Yes, peptides appear to be slighted as a class of biologic products, with even recombinant ones treated more as drugs.
But in terms of real-world utility and impact, 12 years U.S. biologic reference product data exclusivity is rather meaningless. In my studies of ref. product patent and data and market (orphan) exclusivity expirations (see published article at http://www.biosimilarspipeline.com/pipeline.pdf), patents for nearly 90% of potential ref. products extend longer than any other exclusivity (and this is just the known and more easily identified patents, with many, including exclusively licensed patents, likely remaining unidentified so far).
Related to this, shortening of U.S. ref. product data exclusivity, such as to 5 years, as called for by some politicians and activists, is meaningless, a waste of time. No proponent of this (or anyone else), as far as I am aware, has yet ever cited even a single product where 5 vs. 12 years would make any difference in timing of U.S. market entry, with patents the real block to marketing.

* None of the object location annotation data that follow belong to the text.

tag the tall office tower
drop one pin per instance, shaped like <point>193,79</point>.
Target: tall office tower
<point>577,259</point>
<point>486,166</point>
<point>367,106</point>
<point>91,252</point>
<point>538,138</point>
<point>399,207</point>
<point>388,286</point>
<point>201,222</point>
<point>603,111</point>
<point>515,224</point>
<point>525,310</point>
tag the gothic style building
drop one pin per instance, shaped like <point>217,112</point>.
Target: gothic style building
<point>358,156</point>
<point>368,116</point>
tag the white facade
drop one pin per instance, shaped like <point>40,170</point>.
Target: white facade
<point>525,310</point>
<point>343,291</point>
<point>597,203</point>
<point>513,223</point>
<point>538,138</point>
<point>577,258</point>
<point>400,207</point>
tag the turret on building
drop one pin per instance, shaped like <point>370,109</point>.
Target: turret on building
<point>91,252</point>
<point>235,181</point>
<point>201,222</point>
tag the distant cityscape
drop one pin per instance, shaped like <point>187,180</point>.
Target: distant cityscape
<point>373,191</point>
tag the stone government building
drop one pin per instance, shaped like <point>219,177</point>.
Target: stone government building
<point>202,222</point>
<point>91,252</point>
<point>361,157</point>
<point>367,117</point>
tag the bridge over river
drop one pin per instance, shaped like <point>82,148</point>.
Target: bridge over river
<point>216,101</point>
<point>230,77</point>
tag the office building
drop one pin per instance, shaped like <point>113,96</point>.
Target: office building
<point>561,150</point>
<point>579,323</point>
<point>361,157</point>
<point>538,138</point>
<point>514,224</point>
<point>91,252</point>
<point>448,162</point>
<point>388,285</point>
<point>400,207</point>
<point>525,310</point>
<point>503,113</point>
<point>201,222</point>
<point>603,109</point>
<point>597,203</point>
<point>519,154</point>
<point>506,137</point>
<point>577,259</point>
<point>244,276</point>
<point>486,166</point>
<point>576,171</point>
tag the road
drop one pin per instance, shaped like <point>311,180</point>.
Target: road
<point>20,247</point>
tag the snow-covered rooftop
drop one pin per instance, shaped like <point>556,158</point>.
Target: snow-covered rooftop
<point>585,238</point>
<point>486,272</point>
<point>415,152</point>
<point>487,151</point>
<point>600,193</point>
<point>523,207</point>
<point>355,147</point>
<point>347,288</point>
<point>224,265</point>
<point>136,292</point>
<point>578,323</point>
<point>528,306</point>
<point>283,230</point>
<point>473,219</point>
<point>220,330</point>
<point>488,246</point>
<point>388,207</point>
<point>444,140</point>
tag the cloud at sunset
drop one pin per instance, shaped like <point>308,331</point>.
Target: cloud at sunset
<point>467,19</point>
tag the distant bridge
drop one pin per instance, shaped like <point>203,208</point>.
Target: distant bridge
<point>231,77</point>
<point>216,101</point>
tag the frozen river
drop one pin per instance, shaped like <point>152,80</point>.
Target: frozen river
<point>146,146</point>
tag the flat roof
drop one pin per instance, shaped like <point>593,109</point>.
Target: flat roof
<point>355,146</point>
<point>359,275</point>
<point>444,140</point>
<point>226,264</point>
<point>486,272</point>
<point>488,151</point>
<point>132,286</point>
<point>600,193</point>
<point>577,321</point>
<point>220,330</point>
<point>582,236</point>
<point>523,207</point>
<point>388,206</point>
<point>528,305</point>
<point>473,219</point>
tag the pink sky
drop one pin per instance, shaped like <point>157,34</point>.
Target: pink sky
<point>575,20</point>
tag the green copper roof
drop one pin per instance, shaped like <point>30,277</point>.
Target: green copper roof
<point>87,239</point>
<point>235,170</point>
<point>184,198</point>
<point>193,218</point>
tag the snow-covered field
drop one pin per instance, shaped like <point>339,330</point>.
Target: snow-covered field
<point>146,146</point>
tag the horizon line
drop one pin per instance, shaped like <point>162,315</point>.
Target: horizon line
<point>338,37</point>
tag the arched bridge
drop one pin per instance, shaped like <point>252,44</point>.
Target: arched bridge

Hi Ron, Where you stand depends on where you sit! As co-founder and Managing Director of Amrita Therapeutics, I am looking at this issue through the eyes of a start-up, not a global bio-pharma company with deep pockets for litigation to prevent or stop patent infringement. In this context, a 12-year DE period provides a kind of absolute protection that patent protection cannot, where the government is the gatekeeper.